I had written this piece during that time. It’s fun reading it this year – looking back and remembering the uncertainty that existed in my life at that moment.
I know that I am going to look back on this afternoon and wonder, life was full of possibilities then – did they ever become realities? Perhaps at that juncture in life, they might have remained possibilities and I got lost in finding my way to realize them. Perhaps though, that when I look back to this moment, I might try to taint my then reality to measure at least some form of success.
I am sipping a perfectly blended iced-coffee, with a taste of Vermont, of Maple Syrup, in its flavor. And I am composing this entry, sitting on a shaded porch, in a dusty armchair, looking onto vast farmlands and beautiful, picturesque rolling hills. Life cannot be more peaceful than it is at this very moment. I cannot be more at ease than I am right now – with no immediate deadline and just wallowing in a vacation phase and darkening under the glory of Summer’s last sun.

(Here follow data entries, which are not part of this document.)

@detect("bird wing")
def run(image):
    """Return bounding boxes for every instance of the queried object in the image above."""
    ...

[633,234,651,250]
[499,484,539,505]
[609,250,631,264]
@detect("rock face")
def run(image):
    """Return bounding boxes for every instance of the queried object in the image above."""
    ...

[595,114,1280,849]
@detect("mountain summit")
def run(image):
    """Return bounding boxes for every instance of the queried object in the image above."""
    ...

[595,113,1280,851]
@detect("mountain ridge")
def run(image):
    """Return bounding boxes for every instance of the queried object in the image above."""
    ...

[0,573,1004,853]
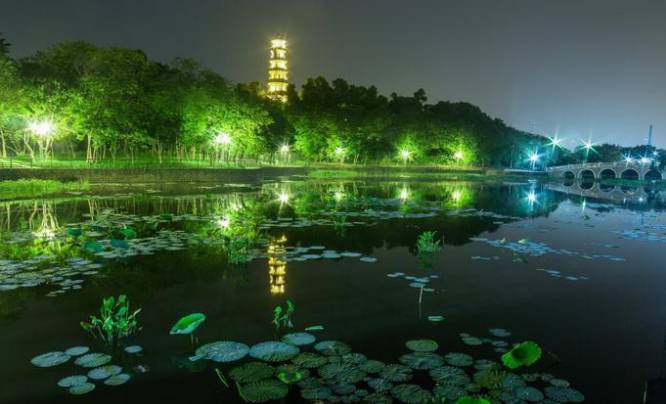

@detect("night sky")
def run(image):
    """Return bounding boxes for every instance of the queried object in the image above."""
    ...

[2,0,664,147]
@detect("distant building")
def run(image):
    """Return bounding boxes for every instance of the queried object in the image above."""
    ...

[267,37,288,102]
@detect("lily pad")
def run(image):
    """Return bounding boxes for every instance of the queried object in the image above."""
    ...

[391,384,433,404]
[238,379,289,403]
[104,373,131,386]
[429,366,470,386]
[249,341,299,362]
[57,375,88,388]
[501,341,542,369]
[292,352,328,369]
[229,362,275,383]
[380,364,413,382]
[281,332,316,346]
[75,353,112,368]
[277,369,305,385]
[195,341,249,363]
[301,386,332,400]
[444,352,474,367]
[87,365,122,380]
[170,313,206,335]
[368,378,393,392]
[124,345,143,354]
[314,340,351,356]
[399,352,444,370]
[360,360,386,374]
[516,386,545,402]
[69,382,95,395]
[65,346,90,356]
[488,328,511,338]
[544,386,585,403]
[405,339,439,352]
[31,351,70,368]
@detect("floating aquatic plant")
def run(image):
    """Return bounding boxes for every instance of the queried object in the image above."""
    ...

[399,352,444,370]
[69,382,96,395]
[229,362,274,383]
[416,231,442,255]
[405,339,439,352]
[455,396,491,404]
[80,295,141,350]
[249,341,299,362]
[57,375,88,388]
[74,352,112,368]
[104,373,131,386]
[501,341,542,370]
[87,364,122,380]
[31,351,70,368]
[194,341,249,363]
[276,368,305,384]
[281,332,315,346]
[314,340,351,356]
[170,312,206,344]
[236,379,289,403]
[391,383,433,403]
[291,352,328,369]
[380,364,413,382]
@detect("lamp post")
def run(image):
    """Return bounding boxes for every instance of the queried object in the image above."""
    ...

[453,150,463,168]
[399,149,411,167]
[214,132,231,164]
[279,144,290,165]
[28,120,55,163]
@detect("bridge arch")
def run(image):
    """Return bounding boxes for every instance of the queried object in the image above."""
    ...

[645,169,662,181]
[621,169,639,181]
[580,169,595,181]
[563,171,575,180]
[599,168,616,180]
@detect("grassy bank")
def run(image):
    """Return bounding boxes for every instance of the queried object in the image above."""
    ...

[0,179,90,199]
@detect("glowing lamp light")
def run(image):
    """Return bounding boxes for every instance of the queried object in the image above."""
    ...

[453,150,464,161]
[400,149,411,161]
[217,216,231,229]
[279,144,290,154]
[527,191,537,204]
[548,135,563,147]
[640,157,651,165]
[29,120,54,137]
[278,191,290,204]
[399,187,410,201]
[582,139,594,151]
[334,191,344,202]
[334,147,345,156]
[529,153,539,163]
[451,190,462,202]
[624,155,633,164]
[214,132,231,145]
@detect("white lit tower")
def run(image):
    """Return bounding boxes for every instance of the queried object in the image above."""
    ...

[267,37,288,102]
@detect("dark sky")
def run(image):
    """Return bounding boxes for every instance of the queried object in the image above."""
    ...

[2,0,664,147]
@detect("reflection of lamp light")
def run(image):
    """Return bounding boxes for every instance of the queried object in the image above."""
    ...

[399,187,409,201]
[334,147,345,156]
[268,236,288,295]
[334,191,344,202]
[454,150,464,161]
[218,216,231,229]
[452,190,462,202]
[278,191,290,205]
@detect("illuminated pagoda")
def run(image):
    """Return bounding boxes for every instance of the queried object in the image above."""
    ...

[267,36,288,102]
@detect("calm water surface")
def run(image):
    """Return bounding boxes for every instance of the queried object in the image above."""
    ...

[1,178,666,404]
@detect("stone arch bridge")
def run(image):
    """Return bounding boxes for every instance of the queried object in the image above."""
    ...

[546,162,663,181]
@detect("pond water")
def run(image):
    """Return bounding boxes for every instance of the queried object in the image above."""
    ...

[1,178,666,403]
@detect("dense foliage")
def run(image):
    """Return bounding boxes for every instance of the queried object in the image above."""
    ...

[0,36,658,168]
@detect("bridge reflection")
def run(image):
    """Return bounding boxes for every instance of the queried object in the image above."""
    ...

[546,180,665,205]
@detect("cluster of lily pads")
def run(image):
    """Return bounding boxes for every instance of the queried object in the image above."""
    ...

[448,208,522,222]
[251,244,377,264]
[614,224,666,243]
[30,344,143,395]
[184,330,584,403]
[469,237,625,262]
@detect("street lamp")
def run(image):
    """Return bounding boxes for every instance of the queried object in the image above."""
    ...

[529,152,539,171]
[214,132,231,145]
[334,146,345,163]
[453,150,464,165]
[28,120,54,137]
[399,149,411,165]
[280,144,290,154]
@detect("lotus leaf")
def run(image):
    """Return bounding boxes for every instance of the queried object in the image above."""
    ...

[124,345,143,354]
[399,352,444,370]
[170,313,206,335]
[104,373,131,386]
[281,332,316,346]
[69,382,95,395]
[360,360,386,373]
[390,384,433,404]
[455,397,491,404]
[488,328,511,338]
[380,364,413,382]
[444,352,474,367]
[31,351,70,368]
[75,353,112,368]
[515,386,544,402]
[195,341,249,363]
[249,341,299,362]
[314,340,351,356]
[57,375,88,388]
[229,362,274,383]
[433,385,466,401]
[332,383,356,395]
[544,386,585,403]
[405,339,439,352]
[64,346,89,356]
[429,366,470,385]
[87,365,122,380]
[292,352,328,369]
[501,341,542,369]
[301,386,332,400]
[238,379,289,403]
[368,378,393,392]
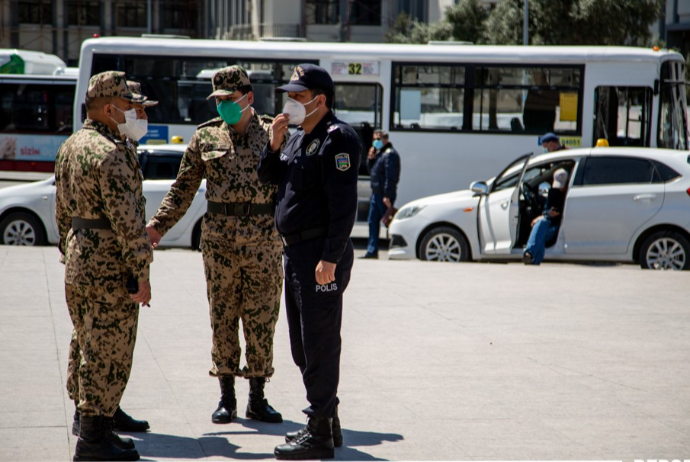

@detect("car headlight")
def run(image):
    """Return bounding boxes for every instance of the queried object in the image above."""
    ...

[395,205,426,220]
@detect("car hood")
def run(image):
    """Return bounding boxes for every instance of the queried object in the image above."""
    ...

[403,189,477,209]
[0,177,55,199]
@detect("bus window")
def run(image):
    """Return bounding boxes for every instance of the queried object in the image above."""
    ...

[473,66,581,135]
[658,61,688,150]
[333,82,383,176]
[91,55,314,125]
[0,83,74,133]
[392,64,465,131]
[593,87,652,147]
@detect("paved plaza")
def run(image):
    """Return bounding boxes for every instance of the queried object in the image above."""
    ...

[0,245,689,461]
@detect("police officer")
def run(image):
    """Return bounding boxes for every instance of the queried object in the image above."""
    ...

[146,66,285,425]
[361,129,401,259]
[257,64,361,460]
[65,80,158,440]
[55,71,152,462]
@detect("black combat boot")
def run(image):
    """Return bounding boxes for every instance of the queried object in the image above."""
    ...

[285,406,342,447]
[112,407,150,432]
[212,376,237,424]
[73,415,139,462]
[104,416,136,449]
[274,416,334,460]
[246,377,283,423]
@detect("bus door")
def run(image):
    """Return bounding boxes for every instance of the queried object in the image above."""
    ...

[478,154,531,254]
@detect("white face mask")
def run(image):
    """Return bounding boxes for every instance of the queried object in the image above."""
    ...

[282,96,318,125]
[111,105,148,141]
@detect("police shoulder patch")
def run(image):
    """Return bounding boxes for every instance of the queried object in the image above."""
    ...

[327,124,341,134]
[306,139,320,156]
[335,153,350,171]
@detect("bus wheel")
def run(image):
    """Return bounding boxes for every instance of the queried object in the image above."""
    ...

[419,226,469,263]
[639,231,690,271]
[0,212,46,246]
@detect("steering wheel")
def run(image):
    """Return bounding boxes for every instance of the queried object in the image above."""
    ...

[521,182,540,212]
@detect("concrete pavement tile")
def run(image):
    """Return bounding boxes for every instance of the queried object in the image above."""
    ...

[0,409,66,429]
[0,427,71,462]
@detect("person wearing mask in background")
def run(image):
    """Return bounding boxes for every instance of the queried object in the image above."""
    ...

[65,80,157,443]
[55,71,152,462]
[258,63,361,460]
[523,168,569,266]
[361,130,400,259]
[541,132,567,152]
[146,66,286,426]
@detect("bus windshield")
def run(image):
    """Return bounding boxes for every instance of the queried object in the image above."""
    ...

[658,60,688,150]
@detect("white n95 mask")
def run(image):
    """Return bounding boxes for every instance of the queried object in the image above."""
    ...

[282,96,318,125]
[112,106,148,141]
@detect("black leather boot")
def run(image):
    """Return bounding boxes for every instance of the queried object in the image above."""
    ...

[73,415,139,461]
[72,400,80,436]
[112,407,149,432]
[274,416,334,460]
[285,406,342,447]
[246,377,283,423]
[212,376,237,424]
[104,416,136,450]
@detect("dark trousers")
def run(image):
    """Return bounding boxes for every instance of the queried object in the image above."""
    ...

[283,237,354,418]
[366,193,386,255]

I had thought that this trip would be one that was reflective, a trip that would open up my mind and ideas to get started on those pending essays that will decide the future of my career. Instead, it has turned out to be one where I seem to be withholding my foray into an ambitious future and instead, immersing myself into the last of my carefree days.
I am no longer young. 24 is the emerging of adulthood and I have to leave behind my early twenty, exploratory, hippie spirit. This trip, then perhaps, was a last hurrah. I know that I cannot afford many more of these. At least not until I have a good, future path set in stone. This is for the benefit of my life after all – I don’t want to wake up and suddenly realize that I am 30 and still musing over what to put in my personal statement for M.B.A. school.
Yet –once the planned, (if realized) future gets into place and I find myself successful, will I be happy? Or will I miss these days of the carefree, when my spirit had finally woken up to all the beauty that Living has to offer.
I am single. I travel alone. And still, I continue to be blissfully, pleasantly happy. It is only then that I glance up, smiling and lost in my sense of self, that I am jarred back into this reality as I realize Time’s ever-ticking presence. It truly stops for no man.
So, I say, make the most out of these days but they are my last foray into running wild and unhindered as I need to now, heavy-heartedly but with a finality, plan for the future and jump into it without regrets and without looking behind.
To Youth. To Freedom. To Life.
Written outside of Jeffersonville, VT at Brown & Jenkins Coffee. Pure Bliss. And what a view!